Bridge in Saint John, Canada

The Reversing Falls Bridge is a two-lane bridge crossing the Saint John River at Saint John, New Brunswick, Canada. It carries New Brunswick Route 100 (Bridge Road) across the river and there is no toll for its use.

==History==
The Reversing Falls rapids are a notoriously dangerous stretch of water passing through a gorge which creates a chasm through the middle of the Saint John metropolitan region. Prior to construction of the first bridge in 1853, ferries were used to connect both sides of the river in the city.
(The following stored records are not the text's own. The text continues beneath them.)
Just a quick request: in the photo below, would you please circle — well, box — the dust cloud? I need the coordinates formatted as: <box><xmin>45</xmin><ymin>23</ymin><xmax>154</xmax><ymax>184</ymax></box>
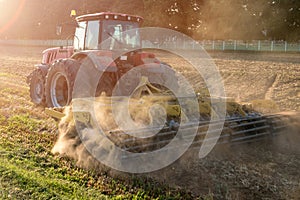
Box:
<box><xmin>51</xmin><ymin>105</ymin><xmax>109</xmax><ymax>171</ymax></box>
<box><xmin>272</xmin><ymin>112</ymin><xmax>300</xmax><ymax>153</ymax></box>
<box><xmin>51</xmin><ymin>96</ymin><xmax>175</xmax><ymax>173</ymax></box>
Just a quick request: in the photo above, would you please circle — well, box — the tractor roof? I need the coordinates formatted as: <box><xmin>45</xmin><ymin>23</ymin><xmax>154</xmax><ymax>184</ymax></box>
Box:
<box><xmin>76</xmin><ymin>12</ymin><xmax>143</xmax><ymax>23</ymax></box>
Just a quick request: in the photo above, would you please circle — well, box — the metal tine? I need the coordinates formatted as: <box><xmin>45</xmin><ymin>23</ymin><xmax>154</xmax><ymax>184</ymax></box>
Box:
<box><xmin>231</xmin><ymin>131</ymin><xmax>270</xmax><ymax>142</ymax></box>
<box><xmin>230</xmin><ymin>135</ymin><xmax>270</xmax><ymax>145</ymax></box>
<box><xmin>230</xmin><ymin>125</ymin><xmax>271</xmax><ymax>136</ymax></box>
<box><xmin>228</xmin><ymin>119</ymin><xmax>267</xmax><ymax>129</ymax></box>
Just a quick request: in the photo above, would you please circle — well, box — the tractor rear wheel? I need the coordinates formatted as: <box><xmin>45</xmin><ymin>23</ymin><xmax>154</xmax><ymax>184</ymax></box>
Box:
<box><xmin>95</xmin><ymin>72</ymin><xmax>116</xmax><ymax>96</ymax></box>
<box><xmin>45</xmin><ymin>59</ymin><xmax>80</xmax><ymax>107</ymax></box>
<box><xmin>28</xmin><ymin>69</ymin><xmax>46</xmax><ymax>106</ymax></box>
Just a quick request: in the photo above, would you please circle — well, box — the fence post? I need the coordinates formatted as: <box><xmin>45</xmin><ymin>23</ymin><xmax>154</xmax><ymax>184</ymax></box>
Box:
<box><xmin>234</xmin><ymin>40</ymin><xmax>237</xmax><ymax>51</ymax></box>
<box><xmin>212</xmin><ymin>40</ymin><xmax>215</xmax><ymax>50</ymax></box>
<box><xmin>284</xmin><ymin>41</ymin><xmax>287</xmax><ymax>52</ymax></box>
<box><xmin>271</xmin><ymin>41</ymin><xmax>274</xmax><ymax>51</ymax></box>
<box><xmin>222</xmin><ymin>41</ymin><xmax>225</xmax><ymax>51</ymax></box>
<box><xmin>258</xmin><ymin>40</ymin><xmax>261</xmax><ymax>51</ymax></box>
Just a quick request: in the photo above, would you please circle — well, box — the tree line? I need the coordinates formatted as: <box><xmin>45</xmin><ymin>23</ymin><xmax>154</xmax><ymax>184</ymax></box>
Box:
<box><xmin>0</xmin><ymin>0</ymin><xmax>299</xmax><ymax>41</ymax></box>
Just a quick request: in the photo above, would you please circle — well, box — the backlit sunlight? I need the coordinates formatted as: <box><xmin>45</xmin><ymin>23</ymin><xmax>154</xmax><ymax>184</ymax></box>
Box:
<box><xmin>0</xmin><ymin>0</ymin><xmax>26</xmax><ymax>34</ymax></box>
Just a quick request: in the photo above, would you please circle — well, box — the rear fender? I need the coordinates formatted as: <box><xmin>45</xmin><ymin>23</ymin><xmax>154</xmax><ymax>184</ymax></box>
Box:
<box><xmin>142</xmin><ymin>62</ymin><xmax>176</xmax><ymax>75</ymax></box>
<box><xmin>139</xmin><ymin>52</ymin><xmax>160</xmax><ymax>65</ymax></box>
<box><xmin>142</xmin><ymin>63</ymin><xmax>165</xmax><ymax>73</ymax></box>
<box><xmin>88</xmin><ymin>53</ymin><xmax>117</xmax><ymax>72</ymax></box>
<box><xmin>72</xmin><ymin>51</ymin><xmax>117</xmax><ymax>72</ymax></box>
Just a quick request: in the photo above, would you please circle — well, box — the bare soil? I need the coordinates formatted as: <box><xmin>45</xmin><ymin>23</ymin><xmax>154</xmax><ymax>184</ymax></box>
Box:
<box><xmin>154</xmin><ymin>50</ymin><xmax>300</xmax><ymax>112</ymax></box>
<box><xmin>0</xmin><ymin>45</ymin><xmax>299</xmax><ymax>199</ymax></box>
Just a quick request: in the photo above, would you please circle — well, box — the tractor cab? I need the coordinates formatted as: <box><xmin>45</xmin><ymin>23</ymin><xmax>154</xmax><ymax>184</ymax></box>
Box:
<box><xmin>73</xmin><ymin>12</ymin><xmax>143</xmax><ymax>51</ymax></box>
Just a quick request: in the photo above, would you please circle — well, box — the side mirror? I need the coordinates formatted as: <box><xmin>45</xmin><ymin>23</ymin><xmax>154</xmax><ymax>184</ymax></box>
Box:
<box><xmin>56</xmin><ymin>25</ymin><xmax>62</xmax><ymax>36</ymax></box>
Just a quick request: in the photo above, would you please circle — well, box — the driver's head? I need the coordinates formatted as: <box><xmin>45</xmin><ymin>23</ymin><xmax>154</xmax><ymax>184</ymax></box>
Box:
<box><xmin>108</xmin><ymin>26</ymin><xmax>115</xmax><ymax>35</ymax></box>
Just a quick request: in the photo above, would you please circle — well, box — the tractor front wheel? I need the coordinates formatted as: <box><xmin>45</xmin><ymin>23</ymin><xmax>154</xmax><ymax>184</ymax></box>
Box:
<box><xmin>28</xmin><ymin>69</ymin><xmax>46</xmax><ymax>106</ymax></box>
<box><xmin>45</xmin><ymin>60</ymin><xmax>80</xmax><ymax>107</ymax></box>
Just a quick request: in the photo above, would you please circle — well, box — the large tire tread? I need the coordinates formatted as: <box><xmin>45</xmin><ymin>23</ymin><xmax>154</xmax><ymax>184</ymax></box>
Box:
<box><xmin>45</xmin><ymin>59</ymin><xmax>80</xmax><ymax>107</ymax></box>
<box><xmin>29</xmin><ymin>69</ymin><xmax>46</xmax><ymax>106</ymax></box>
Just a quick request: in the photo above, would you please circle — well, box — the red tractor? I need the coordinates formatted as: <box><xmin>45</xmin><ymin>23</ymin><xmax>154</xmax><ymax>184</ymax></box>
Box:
<box><xmin>27</xmin><ymin>12</ymin><xmax>175</xmax><ymax>108</ymax></box>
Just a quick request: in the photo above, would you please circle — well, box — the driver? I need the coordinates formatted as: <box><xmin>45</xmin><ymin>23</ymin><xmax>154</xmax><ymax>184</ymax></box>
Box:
<box><xmin>107</xmin><ymin>26</ymin><xmax>116</xmax><ymax>37</ymax></box>
<box><xmin>101</xmin><ymin>26</ymin><xmax>116</xmax><ymax>50</ymax></box>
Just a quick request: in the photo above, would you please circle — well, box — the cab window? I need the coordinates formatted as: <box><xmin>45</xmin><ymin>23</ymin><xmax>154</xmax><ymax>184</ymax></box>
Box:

The first bridge was a suspension bridge, built by Joseph Tomlinson, measured 190m in span. Its replacement, the current steel arch structure or Saint John Highway Arch Bridge (designed by Philip Louis Pratley), was opened to public use alongside the original in 1915. Both structures have shared the site of this crossing with the Reversing Falls Railway Bridge since 1885. It is also known as the floating bridge.

Until the 1940s, the Reversing Falls Bridge also carried a streetcar line.

Until 1968, with the opening of a second bridge in Saint John, the Harbour Bridge, the Reversing Falls Bridge was the only link between the city's East and West sides.

Visitors may stop at a public viewing point above the bridge on the west bank of the river, or use a restaurant and gift shop constructed adjacent to its western abutment.

===Suicide issues===
Reversing Falls Bridge has had issues with being a "suicide bridge", or a spot often used for suicide attempts, with the Saint John Police Force responding to an average of 20 incidents at the bridge annually between 2017 and 2022. The first known suicide attempt in which somebody survived occurred on June 29, 1914, when it was still a suspension bridge. In 2016, plans for a $500,000 suicide barrier were paused by Bill Fraser, the Transportation and Infrastructure Minister at the time. Both members of the public as well as the Saint John City Council have made calls to the province for the installation of a barrier in 2017, in 2019, and again in 2022. The city was set to install security cameras on the bridge in September 2022, but faced delays in January 2023.